Interestingly, we observed no significant association between OSA and either carotid artery disease or cerebrovascular accident (CVA). This might be due to CVA generally being a phenomenon of old age. The mean age of patients with CVA in the United States is 68.8 years in males46 whereas the reported life expectancy of patients with OSA is 57 years, with a gain of 5.4 years after treatment with continuous positive airway pressure.47 Nevertheless, in an observational control study of 697 patients with OSA, Yaggi et al44 reported that OSA was an independent risk factor for stroke and death from any cause. In addition, there was a significant correlation between the severity of sleep apnea and the risk of stroke and death.45
Very few and confounding data have been reported on the role of treatment of OSA in alleviating cardiovascular disease. Marin et al45 showed a beneficial effect of OSA treatment on cardiovascular outcomes, and several studies noted that treating patients with OSA with continuous positive airway pressure can reverse hypercoagulability48,49 and hemodynamic changes50–54 and even reduce the risk of cardiovascular events.45 However, in one large cohort study, the risk of stroke and death was not changed in patients receiving various therapies for OSA.44 The authors suggested that this finding may be due to long-standing OSA and irreversible cardiovascular changes, or an insufficient follow-up period for a definitive conclusion to be reached.
A limitation of the present study, being a large cohort epidemiologic study, is the fact that OSA was not ruled out in the control group of patients. However, The incidence of OSA in the general population was taken into consideration in the statistical analysis. Another limitation is the observational-retrospective type of the study.

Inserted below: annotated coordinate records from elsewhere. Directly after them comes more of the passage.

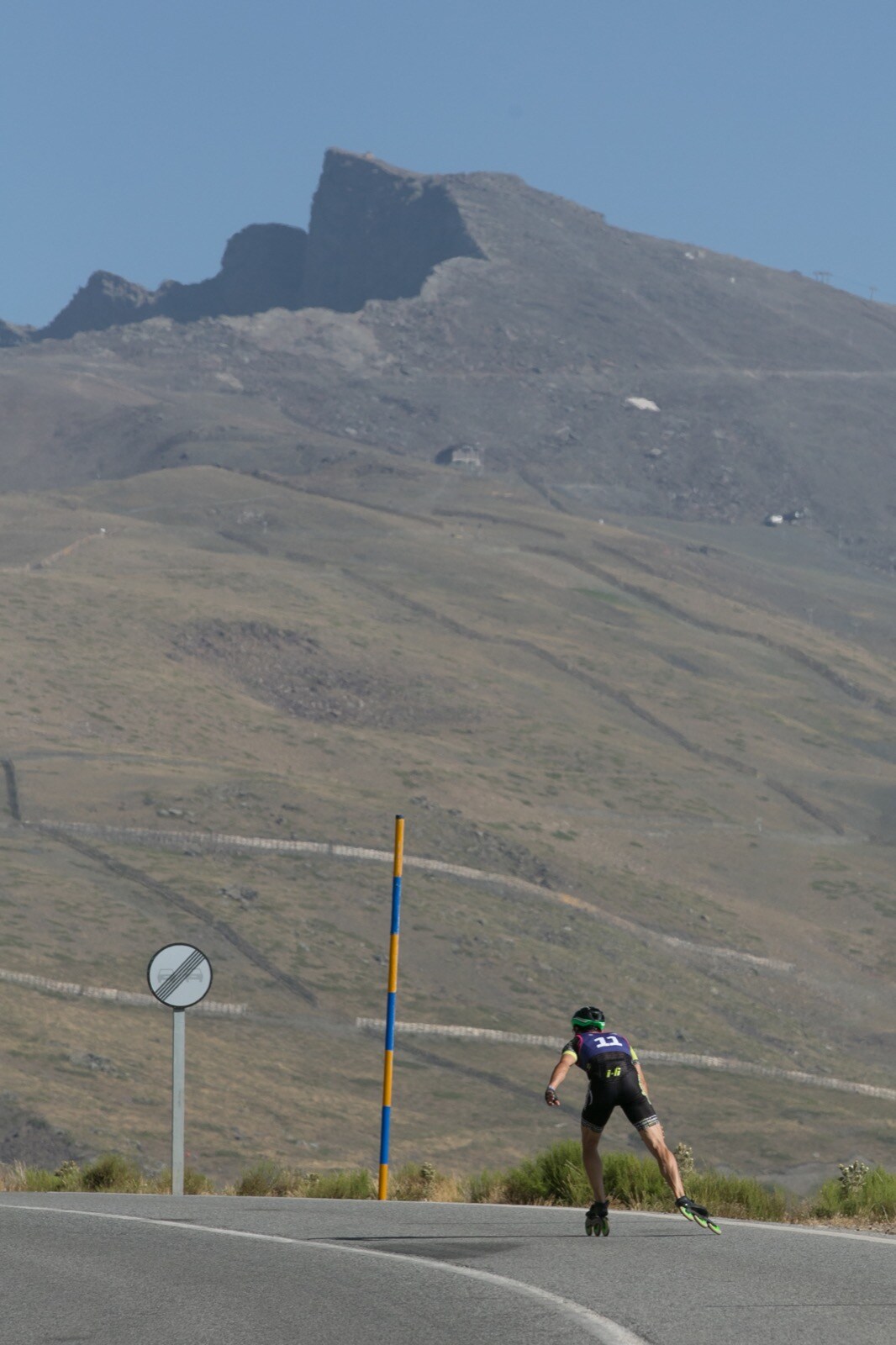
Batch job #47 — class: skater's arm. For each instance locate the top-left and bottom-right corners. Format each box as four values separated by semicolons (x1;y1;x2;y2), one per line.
545;1052;576;1107
626;1060;650;1098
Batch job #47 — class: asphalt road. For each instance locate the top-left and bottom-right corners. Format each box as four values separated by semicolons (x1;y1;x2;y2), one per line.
0;1193;896;1345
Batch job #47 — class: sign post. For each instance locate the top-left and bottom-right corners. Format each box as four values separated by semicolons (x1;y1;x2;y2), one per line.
146;943;211;1195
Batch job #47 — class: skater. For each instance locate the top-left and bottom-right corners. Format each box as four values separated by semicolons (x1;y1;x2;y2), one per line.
545;1005;719;1237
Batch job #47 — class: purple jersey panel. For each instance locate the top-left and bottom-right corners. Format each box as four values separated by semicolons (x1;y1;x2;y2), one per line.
573;1031;632;1069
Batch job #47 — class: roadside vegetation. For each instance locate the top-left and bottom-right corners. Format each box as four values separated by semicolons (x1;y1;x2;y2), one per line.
0;1139;896;1231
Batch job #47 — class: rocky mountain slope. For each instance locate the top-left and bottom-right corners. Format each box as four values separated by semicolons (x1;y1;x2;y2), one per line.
0;150;896;569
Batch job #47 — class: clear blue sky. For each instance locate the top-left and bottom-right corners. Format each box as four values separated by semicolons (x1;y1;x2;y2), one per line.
0;0;896;324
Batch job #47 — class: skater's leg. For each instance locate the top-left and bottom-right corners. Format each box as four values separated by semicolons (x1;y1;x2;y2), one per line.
638;1121;685;1200
581;1126;608;1202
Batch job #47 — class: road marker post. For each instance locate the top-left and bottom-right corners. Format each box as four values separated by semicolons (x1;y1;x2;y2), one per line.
378;816;405;1200
146;943;211;1195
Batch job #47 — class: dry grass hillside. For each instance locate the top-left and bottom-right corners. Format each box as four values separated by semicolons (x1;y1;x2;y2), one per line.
0;462;896;1177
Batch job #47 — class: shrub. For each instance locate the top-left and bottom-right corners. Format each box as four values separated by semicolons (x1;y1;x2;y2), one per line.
390;1163;444;1200
81;1154;143;1192
809;1163;896;1221
237;1158;296;1195
464;1168;504;1205
503;1139;593;1205
300;1168;377;1200
150;1168;215;1195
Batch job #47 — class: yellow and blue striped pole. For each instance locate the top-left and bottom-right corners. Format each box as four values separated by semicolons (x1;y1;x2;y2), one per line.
378;816;405;1200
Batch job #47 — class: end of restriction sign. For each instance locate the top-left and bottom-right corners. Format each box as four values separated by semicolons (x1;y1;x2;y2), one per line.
146;943;211;1009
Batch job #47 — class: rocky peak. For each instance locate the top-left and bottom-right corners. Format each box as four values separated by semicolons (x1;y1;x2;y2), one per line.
0;150;484;345
303;150;483;312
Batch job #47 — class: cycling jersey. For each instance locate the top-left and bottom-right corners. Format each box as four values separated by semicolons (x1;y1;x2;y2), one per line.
562;1031;659;1134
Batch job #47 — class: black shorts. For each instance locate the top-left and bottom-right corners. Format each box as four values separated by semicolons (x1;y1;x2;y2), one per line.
581;1061;659;1134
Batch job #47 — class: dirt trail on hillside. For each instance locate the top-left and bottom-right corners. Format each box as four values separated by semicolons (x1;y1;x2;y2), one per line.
345;570;846;836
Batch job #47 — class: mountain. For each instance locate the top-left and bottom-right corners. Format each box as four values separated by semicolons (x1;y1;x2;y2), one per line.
0;150;896;569
0;145;896;1181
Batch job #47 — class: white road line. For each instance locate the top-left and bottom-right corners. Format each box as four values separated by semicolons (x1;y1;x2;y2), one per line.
0;1201;648;1345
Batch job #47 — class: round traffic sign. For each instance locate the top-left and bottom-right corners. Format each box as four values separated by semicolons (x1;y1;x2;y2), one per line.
146;943;211;1009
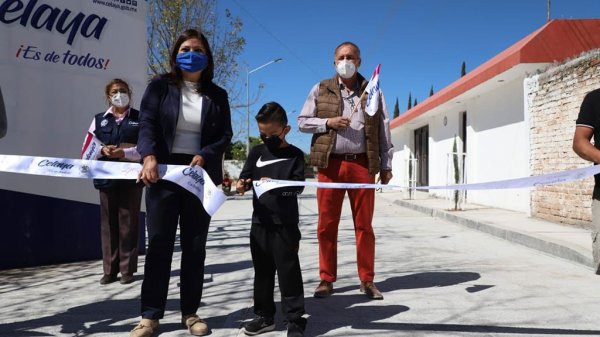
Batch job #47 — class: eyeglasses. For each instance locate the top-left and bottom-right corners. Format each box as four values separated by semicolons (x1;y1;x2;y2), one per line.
109;88;128;96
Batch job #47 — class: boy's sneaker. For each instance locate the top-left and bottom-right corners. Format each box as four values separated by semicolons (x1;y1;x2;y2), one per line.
242;316;275;336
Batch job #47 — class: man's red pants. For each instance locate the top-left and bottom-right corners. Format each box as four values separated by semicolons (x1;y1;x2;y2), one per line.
317;158;375;282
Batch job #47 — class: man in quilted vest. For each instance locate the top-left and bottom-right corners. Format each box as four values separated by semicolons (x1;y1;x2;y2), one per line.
298;42;394;300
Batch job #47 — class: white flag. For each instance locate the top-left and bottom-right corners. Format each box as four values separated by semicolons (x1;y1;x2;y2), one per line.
365;64;381;116
81;132;104;160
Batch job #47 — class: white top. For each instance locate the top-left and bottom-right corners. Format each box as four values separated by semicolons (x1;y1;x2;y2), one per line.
171;81;202;154
83;106;142;161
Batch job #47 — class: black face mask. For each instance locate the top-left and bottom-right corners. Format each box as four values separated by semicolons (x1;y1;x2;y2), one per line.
260;136;283;152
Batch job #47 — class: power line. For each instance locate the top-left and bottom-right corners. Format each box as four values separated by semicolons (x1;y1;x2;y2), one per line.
233;0;318;75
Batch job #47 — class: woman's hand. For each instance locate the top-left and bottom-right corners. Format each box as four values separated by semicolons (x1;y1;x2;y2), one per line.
235;178;252;195
138;155;160;186
190;154;204;167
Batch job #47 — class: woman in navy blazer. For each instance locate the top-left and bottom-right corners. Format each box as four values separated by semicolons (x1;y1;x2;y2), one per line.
131;29;233;337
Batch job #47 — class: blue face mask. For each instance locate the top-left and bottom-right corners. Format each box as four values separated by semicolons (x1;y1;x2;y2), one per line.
177;50;208;73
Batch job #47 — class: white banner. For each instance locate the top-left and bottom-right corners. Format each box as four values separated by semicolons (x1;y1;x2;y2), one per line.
253;165;600;198
0;155;227;216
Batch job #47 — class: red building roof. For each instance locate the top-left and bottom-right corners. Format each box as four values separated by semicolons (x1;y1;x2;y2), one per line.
390;19;600;129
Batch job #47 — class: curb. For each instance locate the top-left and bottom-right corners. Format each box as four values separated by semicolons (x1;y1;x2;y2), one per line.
394;200;594;268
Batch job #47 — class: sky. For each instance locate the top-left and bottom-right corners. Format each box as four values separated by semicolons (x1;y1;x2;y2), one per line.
213;0;600;153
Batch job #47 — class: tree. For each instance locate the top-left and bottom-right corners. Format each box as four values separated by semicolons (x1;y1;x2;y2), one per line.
146;0;246;94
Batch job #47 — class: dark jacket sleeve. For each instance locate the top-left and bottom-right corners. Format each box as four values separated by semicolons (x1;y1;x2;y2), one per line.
199;84;233;185
137;79;168;159
239;148;256;179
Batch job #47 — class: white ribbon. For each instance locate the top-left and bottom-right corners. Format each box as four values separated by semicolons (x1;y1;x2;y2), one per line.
0;155;227;216
253;165;600;198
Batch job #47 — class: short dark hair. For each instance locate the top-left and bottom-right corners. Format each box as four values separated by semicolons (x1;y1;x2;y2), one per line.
333;41;360;58
163;29;215;86
254;102;287;127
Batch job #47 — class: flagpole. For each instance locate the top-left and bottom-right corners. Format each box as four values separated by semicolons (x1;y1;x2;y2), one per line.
352;64;381;114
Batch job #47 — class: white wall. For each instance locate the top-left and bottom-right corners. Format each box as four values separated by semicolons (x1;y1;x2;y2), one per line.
392;75;530;213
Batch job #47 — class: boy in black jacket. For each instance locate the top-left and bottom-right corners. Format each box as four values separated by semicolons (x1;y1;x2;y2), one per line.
236;102;306;337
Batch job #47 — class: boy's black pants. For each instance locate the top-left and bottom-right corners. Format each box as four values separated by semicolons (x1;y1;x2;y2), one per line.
250;223;306;326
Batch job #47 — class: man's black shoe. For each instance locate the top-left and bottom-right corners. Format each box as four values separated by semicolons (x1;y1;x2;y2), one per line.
242;316;275;336
287;322;304;337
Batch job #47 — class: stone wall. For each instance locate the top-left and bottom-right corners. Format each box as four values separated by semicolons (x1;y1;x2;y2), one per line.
525;49;600;227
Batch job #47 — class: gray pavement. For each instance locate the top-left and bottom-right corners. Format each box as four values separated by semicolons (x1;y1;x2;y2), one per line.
0;185;600;337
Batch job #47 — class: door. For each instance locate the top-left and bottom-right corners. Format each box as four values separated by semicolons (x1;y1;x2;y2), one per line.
415;125;429;186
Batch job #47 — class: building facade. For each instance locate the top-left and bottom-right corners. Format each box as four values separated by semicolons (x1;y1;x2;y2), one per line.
391;19;600;223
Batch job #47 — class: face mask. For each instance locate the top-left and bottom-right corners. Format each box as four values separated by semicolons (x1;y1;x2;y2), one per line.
110;92;129;108
177;51;208;73
260;136;283;152
335;59;356;78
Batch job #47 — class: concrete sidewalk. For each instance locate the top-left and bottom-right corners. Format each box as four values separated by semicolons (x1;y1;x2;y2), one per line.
378;191;593;268
0;188;600;337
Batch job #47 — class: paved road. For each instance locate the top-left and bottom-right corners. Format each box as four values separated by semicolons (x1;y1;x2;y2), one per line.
0;191;600;337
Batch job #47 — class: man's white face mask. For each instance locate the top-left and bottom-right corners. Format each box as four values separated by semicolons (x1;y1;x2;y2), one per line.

Considering the strong correlation between OSA and cardiovascular disease shown in this study, and supported by previous ones, we suggest that early diagnosis and treatment of OSA may change the course of both diseases. Therefore, we encourage physicians to address the issue of sleep-disordered breathing in the cardiovascular patient. The routine follow-up of patients with cardiovascular disease should include a detailed history and a validated quality-of-life questionnaire such as the Epworth sleepiness scale,55 followed by definitive polysomnography in highly suspect cases. An ear–nose–throat evaluation is also important to rule out anatomic disorders that cause upper airway obstruction.
Footnotes
Abbreviations: CVA = cerebrovascular accident, OSA = obstructive sleep apnea, SES = socioeconomic status.
The authors have no funding and conflicts of interest to disclose.